Il ristoratore di Civitanova, spesso era presente all’hub vaccinale di Ancona, dove “traghettava” a gruppi, a volte intere famiglie, i furbetti del Green pass, tra cui anche minorenni inconsapevoli. Spesso venivano fatti passare per pazienti del Centro di salute mentale, per essere indirizzati nella cabina di Emanuele Luchetti, infermiere in servizio proprio al Csm. Lui fingeva di iniettare le dosi, ma sparava il contenuto della siringa nell’Agobox o nel cestino dei rifiuti. 


Il contatto
A mettere in contatto il ristoratore con l’infermiere delle iniezioni-bluff è stato un conoscente di vecchia data di Luchetti, l’avvocato Gabriele Galeazzi. Il legale anconetano, 51 anni, coetaneo dell’infermiere e con lui in buona confidenza, almeno dal tenore delle conversazioni intercettate, aveva seguito in passato il ristoratore Mecozzi per un incidente stradale. «Questi qui sono venuti a chiedere informazioni tramite un avvocato - così l’infermiere parla del gruppo dei civitanovesi -, l’avvocato Galeazzi... È gente con il soldo, anche perché ‘na roba del genere bisogna farla di alto livello, nel senso che quando magni ridi». Il gip Carlo Masini attribuisce a Mecozzi un ruolo da collettore, «proprio grazie alla sua attività di ristoratore, per numerosi individui anche provenienti da fuori regione, in particolare Emilia Romagna e Lombardia, per ognuna delle quali si trattiene 50 euro». In un’occasione i detective della Mobile arrivano persino a registrare il fruscio delle banconote consegnate da una “cliente”, che paga 450 euro per un finto vaccino. I quattro presunti procacciatori ora sono agli arresti domiciliari. Ma differenza degli altri tre intermediari, accusati di aver trattenuto parte della tangente, l’avvocato Galeazzi, riconosce il gip, non ha percepito denaro o altra utilità per la sua intermediazione. La sua unica finalità è il «desiderio di accondiscendere i propri clienti desiderosi di evitare la vaccinazione senza tuttavia perderne i benefici sociali». 

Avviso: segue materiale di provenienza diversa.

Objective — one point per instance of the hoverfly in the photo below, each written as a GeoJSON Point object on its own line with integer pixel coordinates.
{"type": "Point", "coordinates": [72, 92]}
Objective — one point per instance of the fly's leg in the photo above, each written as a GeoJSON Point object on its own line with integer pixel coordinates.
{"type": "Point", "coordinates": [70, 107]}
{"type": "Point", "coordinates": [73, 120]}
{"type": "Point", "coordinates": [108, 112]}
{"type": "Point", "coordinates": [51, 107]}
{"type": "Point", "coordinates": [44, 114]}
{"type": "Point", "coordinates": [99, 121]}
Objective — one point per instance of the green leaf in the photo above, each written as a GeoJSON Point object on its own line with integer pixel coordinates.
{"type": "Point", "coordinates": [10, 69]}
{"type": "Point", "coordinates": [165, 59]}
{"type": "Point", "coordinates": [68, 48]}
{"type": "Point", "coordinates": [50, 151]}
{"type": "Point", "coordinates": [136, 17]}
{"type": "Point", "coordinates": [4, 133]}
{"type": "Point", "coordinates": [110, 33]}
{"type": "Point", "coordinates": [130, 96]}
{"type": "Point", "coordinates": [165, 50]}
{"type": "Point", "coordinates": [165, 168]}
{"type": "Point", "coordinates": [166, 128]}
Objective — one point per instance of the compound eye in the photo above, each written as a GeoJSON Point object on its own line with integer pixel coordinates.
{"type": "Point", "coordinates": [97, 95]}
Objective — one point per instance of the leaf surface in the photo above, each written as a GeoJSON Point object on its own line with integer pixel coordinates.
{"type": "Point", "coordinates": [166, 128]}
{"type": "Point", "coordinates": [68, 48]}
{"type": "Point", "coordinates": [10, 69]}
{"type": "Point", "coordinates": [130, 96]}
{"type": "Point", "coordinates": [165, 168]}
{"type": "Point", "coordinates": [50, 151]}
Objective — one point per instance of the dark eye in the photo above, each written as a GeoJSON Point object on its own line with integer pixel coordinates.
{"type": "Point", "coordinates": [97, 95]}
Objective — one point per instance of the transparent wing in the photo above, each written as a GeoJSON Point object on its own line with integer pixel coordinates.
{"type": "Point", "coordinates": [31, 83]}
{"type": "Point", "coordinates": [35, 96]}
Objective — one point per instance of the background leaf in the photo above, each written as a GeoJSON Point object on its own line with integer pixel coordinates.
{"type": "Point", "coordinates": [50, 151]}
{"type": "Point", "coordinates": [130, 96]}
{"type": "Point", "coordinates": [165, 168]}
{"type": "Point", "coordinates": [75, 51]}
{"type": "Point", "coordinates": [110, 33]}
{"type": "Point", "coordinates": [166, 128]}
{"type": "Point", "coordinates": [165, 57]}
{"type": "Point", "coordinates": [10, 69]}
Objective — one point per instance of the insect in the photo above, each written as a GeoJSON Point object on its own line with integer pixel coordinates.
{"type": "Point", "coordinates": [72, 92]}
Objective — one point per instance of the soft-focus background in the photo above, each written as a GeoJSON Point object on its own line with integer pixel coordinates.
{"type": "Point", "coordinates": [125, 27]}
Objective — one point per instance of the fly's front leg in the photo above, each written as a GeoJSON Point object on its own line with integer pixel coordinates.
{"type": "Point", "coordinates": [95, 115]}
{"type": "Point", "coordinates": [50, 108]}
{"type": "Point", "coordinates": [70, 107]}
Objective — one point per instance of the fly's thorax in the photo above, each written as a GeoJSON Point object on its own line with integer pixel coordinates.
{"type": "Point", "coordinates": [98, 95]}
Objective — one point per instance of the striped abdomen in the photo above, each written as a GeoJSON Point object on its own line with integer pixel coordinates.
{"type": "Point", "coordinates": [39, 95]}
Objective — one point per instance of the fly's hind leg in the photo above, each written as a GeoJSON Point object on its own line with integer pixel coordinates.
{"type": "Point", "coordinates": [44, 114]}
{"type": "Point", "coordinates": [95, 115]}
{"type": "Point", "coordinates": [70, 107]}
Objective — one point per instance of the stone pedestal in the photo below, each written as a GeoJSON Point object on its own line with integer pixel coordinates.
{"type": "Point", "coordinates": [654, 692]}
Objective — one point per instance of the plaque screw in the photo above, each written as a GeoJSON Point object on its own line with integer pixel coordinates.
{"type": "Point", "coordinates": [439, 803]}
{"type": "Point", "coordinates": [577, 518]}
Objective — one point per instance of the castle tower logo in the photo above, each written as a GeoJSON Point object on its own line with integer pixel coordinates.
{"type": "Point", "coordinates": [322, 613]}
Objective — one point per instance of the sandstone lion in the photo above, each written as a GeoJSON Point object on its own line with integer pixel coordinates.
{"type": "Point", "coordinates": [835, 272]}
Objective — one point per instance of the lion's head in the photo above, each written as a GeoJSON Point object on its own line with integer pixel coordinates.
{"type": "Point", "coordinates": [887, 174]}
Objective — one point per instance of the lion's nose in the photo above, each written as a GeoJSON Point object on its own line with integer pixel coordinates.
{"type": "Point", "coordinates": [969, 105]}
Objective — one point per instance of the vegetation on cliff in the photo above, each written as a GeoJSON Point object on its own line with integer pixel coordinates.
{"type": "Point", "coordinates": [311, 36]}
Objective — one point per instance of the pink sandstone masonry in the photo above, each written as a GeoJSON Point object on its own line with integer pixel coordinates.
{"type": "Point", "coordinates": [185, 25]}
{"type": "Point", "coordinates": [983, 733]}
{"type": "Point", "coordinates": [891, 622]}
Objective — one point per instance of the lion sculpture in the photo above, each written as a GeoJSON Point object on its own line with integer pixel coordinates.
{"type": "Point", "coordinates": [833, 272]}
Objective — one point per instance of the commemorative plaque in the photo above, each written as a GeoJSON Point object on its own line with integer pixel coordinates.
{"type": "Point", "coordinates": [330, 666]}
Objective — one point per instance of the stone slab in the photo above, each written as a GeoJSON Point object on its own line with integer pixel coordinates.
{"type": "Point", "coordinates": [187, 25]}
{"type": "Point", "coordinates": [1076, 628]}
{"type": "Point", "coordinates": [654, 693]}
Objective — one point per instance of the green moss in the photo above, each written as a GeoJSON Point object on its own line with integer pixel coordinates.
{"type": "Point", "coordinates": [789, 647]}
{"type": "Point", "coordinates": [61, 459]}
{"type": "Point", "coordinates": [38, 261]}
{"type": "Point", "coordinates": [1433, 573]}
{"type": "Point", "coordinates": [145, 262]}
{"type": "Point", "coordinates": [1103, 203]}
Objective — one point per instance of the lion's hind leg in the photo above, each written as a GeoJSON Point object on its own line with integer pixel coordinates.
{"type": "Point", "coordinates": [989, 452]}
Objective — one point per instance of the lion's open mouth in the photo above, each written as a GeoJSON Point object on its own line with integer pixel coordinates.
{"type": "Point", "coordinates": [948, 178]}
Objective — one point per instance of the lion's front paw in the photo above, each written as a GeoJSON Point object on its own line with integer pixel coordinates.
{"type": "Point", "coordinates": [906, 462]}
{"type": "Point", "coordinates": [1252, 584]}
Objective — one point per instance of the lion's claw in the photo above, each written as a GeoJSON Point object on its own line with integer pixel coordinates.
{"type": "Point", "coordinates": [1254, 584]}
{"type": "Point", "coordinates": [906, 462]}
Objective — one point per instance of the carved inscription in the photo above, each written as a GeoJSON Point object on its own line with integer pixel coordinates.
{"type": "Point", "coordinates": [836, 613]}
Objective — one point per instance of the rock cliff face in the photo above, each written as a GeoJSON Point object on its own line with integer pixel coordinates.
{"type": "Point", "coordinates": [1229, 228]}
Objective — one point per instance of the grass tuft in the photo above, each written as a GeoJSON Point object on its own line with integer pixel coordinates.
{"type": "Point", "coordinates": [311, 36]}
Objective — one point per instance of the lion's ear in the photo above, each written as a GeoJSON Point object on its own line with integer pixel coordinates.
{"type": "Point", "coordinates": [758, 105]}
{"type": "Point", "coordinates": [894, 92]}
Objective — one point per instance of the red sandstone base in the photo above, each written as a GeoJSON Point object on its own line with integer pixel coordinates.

«Alla fine fa bella figura con questa gente, sono suoi clienti. Lui si fa pubblicità, è un modo per dire. Hai bisogno? Ci penso io», così Luchetti spiega il ruolo del legale in una conversazione registrata. Più venale l’interesse degli altri procacciatori di clienti No vax. Stefano Galli, artigiano edile a Sappanico, a cui un interlocutore raccomanda di pensare agli “amici di Candia”, «si premura di accompagnare persone interessate ad acquistare il Green pass, sicuramente - scrive il gip - in cambio di una somma imprecisata». Cinquanta euro a cliente sarebbe la tariffa pretesa da Daniela Maria Zeleniuschi, che accompagna i No Vax al centro Paolinelli, previa intesa con Luchetti. «Chi abbiamo oggi?», le chiede l’infermiere. «Padre e figlia», risponde lei, banconista nella pescheria di un supermercato. L’avvocato Galeazzi fornisce all’amico infermiere, oltre all’aggancio con i civitanovesi, anche 4 clienti disposti a pagare 500 euro per ogni finta vaccinazione. 


Il sistema
Ognuno con il suo ruolo e il suo tornaconto, i cinque della cricca formavano un «sistema illecito organizzato e pervasivo, pianificato in ogni dettaglio», scrive il gip Masini, che lascia trasparire la sua indignazione vedendo squarciato il velo su «un mondo regolato da un egoismo sfrenato, animato da un livello bassissimo e avvilente di attenzione al bene comune». Luchetti, gettando via le dosi, «ha lucrato su ignoranza, superstizione, paure e ideologie». Lui e i suoi quattro complici, «al di là di qualsivoglia posizione ideologica o fideistica», si muovono ispirati da finalità di lucro o interesse personale, del tutto «incuranti delle possibili conseguenze sanitarie e sociali della mancata vaccinazione». Se lasciati liberi, scrive il gip motivando le esigenze cautelari, potrebbero ripetere il reato, vista l’assenza di scrupoli. «La determinazione mostrata, probabilmente radicata in posizioni ideologiche refrattarie a ogni argomento persuasivo, potrebbe indurli a corrompere altri sanitari».